The Ethics Committee of The First Affiliated Hospital of Shandong First Medical University and Shandong Provincial Qianfoshan Hospital approved the research protocol [YXLL-KY-2023 (018)]. The need for informed consent was waived by The First Affiliated Hospital of Shandong First Medical University and Shandong Provincial Qianfoshan Hospital.

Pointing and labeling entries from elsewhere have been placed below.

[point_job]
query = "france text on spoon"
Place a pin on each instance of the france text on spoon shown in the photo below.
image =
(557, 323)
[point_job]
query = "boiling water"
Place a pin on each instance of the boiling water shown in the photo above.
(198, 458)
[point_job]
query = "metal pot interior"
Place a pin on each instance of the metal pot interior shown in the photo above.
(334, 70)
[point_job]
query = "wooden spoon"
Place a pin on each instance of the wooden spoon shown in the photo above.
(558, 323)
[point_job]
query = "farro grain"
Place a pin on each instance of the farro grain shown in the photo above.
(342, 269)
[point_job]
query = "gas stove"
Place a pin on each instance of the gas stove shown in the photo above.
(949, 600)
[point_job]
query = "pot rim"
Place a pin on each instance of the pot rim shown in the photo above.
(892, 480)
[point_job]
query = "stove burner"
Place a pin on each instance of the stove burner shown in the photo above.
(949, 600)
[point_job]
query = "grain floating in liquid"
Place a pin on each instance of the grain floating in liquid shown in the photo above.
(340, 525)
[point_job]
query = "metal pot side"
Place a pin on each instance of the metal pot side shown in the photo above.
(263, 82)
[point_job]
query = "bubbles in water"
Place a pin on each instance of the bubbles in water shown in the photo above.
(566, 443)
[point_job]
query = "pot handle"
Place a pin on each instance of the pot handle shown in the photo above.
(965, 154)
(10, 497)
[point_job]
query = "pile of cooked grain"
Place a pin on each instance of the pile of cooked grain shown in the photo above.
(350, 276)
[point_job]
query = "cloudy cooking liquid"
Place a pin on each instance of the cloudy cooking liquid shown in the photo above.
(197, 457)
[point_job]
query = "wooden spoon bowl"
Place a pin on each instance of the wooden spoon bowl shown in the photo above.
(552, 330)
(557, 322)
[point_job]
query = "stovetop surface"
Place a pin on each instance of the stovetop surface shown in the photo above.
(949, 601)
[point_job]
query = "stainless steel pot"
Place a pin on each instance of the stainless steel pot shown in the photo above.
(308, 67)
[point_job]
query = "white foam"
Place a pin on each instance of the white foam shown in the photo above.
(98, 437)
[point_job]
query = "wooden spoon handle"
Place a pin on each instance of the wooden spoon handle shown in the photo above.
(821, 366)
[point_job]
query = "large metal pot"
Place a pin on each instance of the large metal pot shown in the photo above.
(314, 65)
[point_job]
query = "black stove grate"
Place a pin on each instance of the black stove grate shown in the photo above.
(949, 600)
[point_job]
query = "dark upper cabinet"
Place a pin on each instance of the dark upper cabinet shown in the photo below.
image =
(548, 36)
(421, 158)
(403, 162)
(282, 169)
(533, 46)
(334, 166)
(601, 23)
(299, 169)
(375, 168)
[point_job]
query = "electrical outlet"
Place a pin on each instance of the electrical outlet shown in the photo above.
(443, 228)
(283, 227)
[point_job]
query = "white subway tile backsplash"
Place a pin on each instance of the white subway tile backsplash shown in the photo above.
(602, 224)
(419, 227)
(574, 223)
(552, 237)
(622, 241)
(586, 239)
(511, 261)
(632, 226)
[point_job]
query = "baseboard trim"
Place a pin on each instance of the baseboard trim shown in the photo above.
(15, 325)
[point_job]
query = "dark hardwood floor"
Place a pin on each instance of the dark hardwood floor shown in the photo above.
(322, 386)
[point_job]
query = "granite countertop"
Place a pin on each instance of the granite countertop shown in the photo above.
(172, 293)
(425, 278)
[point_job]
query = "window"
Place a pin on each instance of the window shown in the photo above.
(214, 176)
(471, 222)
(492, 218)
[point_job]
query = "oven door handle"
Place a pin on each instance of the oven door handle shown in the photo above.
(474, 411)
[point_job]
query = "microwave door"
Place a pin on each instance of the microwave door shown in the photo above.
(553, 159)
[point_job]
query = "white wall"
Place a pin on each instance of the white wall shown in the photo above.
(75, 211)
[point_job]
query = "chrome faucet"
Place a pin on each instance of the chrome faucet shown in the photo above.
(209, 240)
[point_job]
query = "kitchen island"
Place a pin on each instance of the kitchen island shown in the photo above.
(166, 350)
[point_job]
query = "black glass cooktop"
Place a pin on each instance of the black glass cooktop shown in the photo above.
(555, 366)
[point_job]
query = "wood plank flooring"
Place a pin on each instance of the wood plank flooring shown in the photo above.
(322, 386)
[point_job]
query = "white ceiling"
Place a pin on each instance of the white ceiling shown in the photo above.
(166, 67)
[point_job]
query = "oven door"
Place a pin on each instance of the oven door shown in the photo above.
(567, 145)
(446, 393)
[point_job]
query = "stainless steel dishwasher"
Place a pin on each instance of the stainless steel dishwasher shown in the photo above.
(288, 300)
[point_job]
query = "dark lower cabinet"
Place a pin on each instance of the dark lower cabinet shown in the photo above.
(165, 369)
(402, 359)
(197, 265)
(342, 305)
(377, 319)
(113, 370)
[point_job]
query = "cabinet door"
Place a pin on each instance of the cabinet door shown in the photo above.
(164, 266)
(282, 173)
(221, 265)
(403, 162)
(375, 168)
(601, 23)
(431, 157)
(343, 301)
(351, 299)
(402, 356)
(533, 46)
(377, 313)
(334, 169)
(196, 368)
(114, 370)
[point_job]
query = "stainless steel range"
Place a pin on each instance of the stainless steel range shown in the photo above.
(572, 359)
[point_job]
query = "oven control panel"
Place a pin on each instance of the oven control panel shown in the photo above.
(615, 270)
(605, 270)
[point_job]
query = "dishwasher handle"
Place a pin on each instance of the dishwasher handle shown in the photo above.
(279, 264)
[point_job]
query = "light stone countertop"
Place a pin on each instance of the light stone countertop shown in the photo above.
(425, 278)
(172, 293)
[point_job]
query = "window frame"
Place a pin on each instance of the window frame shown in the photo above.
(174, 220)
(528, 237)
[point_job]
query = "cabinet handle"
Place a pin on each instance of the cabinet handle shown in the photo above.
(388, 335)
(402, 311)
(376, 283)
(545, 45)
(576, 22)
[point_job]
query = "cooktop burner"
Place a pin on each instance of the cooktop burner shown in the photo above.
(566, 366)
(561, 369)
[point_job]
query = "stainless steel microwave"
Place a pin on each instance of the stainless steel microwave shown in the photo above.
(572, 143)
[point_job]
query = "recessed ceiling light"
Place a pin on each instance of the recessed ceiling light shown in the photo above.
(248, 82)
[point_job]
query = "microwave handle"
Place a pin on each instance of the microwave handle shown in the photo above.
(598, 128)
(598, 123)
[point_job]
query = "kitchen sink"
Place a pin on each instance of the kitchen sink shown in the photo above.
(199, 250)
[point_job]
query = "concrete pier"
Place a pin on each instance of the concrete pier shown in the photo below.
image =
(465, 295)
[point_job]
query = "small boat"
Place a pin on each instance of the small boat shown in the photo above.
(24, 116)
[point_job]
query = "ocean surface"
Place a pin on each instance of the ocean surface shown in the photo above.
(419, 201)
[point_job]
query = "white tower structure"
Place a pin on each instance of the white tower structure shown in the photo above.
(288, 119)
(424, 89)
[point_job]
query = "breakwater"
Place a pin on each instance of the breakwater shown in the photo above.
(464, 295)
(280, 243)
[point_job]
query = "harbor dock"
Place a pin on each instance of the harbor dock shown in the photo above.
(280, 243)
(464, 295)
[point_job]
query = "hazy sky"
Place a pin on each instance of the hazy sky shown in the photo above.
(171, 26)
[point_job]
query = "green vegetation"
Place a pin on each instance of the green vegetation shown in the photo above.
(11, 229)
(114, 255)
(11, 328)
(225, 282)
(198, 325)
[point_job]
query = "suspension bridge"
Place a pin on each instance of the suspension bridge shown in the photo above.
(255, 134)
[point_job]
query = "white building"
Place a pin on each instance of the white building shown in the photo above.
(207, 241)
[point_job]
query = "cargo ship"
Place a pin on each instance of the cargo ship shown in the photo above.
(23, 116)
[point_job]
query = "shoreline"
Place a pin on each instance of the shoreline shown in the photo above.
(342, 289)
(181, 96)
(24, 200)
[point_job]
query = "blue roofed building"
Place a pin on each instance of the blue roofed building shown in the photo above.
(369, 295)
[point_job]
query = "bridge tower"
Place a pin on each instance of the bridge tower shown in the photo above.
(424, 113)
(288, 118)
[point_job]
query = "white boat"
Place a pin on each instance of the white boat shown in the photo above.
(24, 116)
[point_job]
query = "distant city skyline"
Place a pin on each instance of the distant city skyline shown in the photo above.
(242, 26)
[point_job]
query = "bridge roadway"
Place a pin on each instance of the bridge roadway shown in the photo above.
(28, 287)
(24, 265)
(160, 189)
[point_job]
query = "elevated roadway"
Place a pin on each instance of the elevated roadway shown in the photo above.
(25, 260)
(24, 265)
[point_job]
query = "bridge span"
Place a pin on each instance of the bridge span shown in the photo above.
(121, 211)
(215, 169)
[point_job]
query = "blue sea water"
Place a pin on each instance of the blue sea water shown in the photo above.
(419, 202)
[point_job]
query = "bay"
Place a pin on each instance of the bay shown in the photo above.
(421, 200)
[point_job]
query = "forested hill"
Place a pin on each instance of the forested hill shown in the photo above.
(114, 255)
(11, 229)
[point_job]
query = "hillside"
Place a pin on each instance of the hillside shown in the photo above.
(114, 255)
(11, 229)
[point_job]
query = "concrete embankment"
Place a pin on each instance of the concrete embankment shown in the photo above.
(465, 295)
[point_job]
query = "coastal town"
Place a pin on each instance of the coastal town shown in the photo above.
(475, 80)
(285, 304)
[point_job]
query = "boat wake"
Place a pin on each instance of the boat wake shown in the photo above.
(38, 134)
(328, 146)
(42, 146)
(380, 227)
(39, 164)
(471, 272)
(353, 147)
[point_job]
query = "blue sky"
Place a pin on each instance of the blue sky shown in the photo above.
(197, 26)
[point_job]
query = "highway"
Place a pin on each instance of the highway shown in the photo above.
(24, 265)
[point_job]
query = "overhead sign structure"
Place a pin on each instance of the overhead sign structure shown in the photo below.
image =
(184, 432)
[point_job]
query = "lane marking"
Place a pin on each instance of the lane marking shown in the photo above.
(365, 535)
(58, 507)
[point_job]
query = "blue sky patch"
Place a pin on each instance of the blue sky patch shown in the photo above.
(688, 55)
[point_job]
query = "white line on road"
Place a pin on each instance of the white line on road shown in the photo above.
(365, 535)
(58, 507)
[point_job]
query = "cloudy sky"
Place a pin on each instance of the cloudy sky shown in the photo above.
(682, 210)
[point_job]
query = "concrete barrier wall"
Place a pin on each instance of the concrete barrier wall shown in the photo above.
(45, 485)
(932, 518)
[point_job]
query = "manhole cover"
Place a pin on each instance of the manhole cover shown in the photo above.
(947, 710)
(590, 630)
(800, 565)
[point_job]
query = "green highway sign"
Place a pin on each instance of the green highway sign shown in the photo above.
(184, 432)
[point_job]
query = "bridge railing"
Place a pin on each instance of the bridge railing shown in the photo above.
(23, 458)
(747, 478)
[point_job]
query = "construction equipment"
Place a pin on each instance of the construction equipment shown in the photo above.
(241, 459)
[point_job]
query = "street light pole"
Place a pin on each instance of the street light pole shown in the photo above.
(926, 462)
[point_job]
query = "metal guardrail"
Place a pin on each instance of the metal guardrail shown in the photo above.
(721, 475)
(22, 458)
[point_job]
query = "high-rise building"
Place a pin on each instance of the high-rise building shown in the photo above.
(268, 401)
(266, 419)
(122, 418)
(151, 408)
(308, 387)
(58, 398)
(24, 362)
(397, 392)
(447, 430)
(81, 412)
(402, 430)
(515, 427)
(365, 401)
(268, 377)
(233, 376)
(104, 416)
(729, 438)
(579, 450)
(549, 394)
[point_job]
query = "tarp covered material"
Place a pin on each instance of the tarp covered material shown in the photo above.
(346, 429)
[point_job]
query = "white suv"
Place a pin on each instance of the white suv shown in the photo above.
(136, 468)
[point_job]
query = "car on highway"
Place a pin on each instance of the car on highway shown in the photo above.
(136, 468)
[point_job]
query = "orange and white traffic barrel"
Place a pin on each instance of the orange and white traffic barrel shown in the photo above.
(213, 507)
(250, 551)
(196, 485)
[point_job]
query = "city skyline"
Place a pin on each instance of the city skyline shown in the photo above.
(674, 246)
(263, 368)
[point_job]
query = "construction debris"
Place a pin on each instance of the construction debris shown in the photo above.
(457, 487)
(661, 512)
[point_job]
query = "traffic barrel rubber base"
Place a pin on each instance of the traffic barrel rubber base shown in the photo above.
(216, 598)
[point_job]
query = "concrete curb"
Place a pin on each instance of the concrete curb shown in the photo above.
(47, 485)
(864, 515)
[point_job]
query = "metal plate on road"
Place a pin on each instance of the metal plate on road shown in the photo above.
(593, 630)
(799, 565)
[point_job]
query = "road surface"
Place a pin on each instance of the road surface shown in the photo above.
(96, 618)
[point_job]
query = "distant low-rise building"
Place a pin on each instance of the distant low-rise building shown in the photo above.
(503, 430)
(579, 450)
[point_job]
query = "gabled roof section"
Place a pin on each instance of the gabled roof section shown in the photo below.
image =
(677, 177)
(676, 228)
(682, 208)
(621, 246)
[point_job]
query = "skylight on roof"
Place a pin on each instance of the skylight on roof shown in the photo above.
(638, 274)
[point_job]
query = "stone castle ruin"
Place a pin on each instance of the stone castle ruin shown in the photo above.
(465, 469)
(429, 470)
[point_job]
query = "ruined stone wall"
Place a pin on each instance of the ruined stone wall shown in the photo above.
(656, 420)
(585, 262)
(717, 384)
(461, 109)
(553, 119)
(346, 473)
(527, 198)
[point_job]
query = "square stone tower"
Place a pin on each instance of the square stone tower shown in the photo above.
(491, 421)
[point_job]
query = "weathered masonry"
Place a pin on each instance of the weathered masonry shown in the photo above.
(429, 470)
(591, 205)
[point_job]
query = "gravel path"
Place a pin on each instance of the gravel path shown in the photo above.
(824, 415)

2.2 Data collection and patient treatment

Demographic and biochemical characteristics of the enrolled patients were collected from the Hospital Information System (HIS), including gender, age, height, weight, post-transplant days, alanine aminotransferase (ALT), aspartate aminotransferase (AST), total bilirubin (TBIL), serum creatinine (Cr), estimated glomerular filtration rate (eGFR), red blood cell count (RBC), albumin (ALB), hemoglobin (HGB), hematocrit (HCT), CYP3A5 genotypes, tacrolimus trough concentration (C₀), and dose (D) of tacrolimus. The eGFR was calculated using the CKD-EPI equation based on serum creatinine at the initiation of CCB therapy (Levey and Coresh, 2012). Blood samples were collected from patients in the morning before taking tacrolimus to ensure that the blood concentration was at a trough. Whole blood samples were collected using EDTA anticoagulant tubes to ensure specimen accuracy. Tacrolimus trough levels were determined in our hospital laboratory using chemiluminescence microparticle immunoassay (Abbott i1000). Tacrolimus concentrations typically reached steady state 2–3 days after administration. For the patients combined with CCBs, the tacrolimus concentrations reached steady state after at least 3 days of combination, while for the control patient group, stable tacrolimus trough concentrations were reached after at least 3 days of fixed-dose tacrolimus administration. Therefore, considering the influence of the above factors, steady-state values were taken when collecting the trough concentration data of tacrolimus.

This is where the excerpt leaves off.